No Brasil, como em outros países pobres e/ou emergentes, milhares de seres humanos vivem em situação de miséria, às margens dos morros e da sociedade. São os excluídos do sistema capitalista, que lutam por sobrevivência em seu cotidiano de diversas formas, sendo a criminalidade uma delas, que também nasce da exclusão. De forma que o mesmo Brasil do Carnaval é o Brasil da exclusão social.
Mas de onde nasce a alegria do povo brasileiro diante tanta miséria e sofrimento?
Como somos multi-étnicos, constituídos por uma diversidade de culturas, de cores, de ritmos buscamos a integração expressando todos os aspectos que nos constituem, nossos "anjos" e nossos "demônios", nossos momentos, pensamentos e sentimentos através da música.
De forma que pela música falamos de sexo, de política, de afeto, mas falamos também de fé, de nossa relação com a Divindade. Pela música o povo expressa a fé e a alegria é o resultado desta relação.
"Na encosta da favela "tá" difícil de viver, e além de ter o drama de não ter o que comer.
Com a força da natureza a gente não pode brigar
o que resta pra esse povo é somente ajoelhar,
e na volta do trabalho a gente pode assistir.
Em minutos fracionados a nossa casa sumir, tantos anos de batalha
Junto com o barro descendo e ali quase morrer é continuar vivendo."
A chuva que mata a sede, que serve à lavoura, que constrói é a mesma chuva que destrói. São forças naturais, mas que também refletem a ação humana. Logo, a força da natureza também ensina, pelos seus efeitos devastadores, sobre respeito, sobre conservação, sobre solidariedade, sobre fé.
"Êee chuá chuá, ê chuá chuá,
Temporal que leva tudo, mas minha fé não vai levar.
Êee chuá chuá, ê chuá chuá,
O meu Deus dai-me força pra outra casa levantar."
O ser humano aprende. De uma forma ou de outra, mas aprende. E a vida nos dá condições para, paulatinamente exercitar conteúdos de um aprendizado cada vez maior.

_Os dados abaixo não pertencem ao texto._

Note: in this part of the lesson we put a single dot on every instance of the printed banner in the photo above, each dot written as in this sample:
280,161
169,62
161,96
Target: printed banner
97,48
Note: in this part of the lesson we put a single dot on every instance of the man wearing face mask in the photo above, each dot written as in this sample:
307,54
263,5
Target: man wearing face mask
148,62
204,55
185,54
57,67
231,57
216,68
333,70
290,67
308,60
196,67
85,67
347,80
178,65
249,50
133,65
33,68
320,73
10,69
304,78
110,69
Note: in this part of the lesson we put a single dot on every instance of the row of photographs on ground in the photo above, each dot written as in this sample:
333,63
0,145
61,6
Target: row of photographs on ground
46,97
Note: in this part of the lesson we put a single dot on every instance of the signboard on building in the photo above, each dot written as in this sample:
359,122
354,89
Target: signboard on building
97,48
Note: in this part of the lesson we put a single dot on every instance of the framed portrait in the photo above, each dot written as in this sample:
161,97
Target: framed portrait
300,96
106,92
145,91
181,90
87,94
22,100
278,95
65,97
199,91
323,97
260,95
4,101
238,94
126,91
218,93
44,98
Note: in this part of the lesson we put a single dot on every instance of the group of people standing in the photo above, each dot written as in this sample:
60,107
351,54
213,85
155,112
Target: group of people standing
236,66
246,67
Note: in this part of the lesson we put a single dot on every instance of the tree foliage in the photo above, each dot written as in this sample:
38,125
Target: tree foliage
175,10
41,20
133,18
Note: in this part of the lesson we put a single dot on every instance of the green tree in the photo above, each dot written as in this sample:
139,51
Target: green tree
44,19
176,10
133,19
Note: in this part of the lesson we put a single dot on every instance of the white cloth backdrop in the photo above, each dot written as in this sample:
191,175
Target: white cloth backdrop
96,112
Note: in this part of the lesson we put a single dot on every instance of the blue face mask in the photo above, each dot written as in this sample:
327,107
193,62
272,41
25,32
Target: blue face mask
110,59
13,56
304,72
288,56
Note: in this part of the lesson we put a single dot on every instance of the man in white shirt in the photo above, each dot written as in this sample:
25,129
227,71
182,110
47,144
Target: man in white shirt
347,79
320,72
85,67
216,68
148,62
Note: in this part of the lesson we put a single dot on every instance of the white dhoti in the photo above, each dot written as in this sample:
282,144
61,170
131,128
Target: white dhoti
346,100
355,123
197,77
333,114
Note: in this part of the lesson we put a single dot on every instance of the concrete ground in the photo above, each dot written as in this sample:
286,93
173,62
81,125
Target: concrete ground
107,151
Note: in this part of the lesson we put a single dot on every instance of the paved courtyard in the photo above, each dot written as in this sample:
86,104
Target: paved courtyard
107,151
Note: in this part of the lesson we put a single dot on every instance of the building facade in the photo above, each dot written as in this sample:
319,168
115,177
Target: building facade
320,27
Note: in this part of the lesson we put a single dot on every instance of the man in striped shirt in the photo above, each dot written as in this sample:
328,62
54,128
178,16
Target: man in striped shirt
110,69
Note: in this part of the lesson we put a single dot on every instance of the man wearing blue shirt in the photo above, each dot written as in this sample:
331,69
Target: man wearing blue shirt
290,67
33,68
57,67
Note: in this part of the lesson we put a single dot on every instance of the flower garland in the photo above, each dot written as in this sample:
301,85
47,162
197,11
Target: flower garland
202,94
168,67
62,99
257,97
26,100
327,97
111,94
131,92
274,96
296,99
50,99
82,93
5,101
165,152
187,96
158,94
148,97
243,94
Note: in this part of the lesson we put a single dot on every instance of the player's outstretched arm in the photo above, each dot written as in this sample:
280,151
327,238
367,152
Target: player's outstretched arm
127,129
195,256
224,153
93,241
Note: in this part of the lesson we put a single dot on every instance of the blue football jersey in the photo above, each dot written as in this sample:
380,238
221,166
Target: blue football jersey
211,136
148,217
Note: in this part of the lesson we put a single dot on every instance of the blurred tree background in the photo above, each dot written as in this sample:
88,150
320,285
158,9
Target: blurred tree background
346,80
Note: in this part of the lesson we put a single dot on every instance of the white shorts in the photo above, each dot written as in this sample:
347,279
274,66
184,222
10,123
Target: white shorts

A dose certa de insatisfação é necessária e pode favorecer o crescimento, desde que tenhamos condições de perceber a nossa responsabilidade e potencialidade de transformação movida pela busca da satisfação.
Satisfação esta que se configura em vários níveis dentro de um processo, contínuo e complexo, que se estende desde a busca pela satisfação das necessidades mais imediatas, nos aproximando de outros animais, até a busca pela satisfação de necessidades mais complexas e mais elevadas, nos aproximando dos "anjos".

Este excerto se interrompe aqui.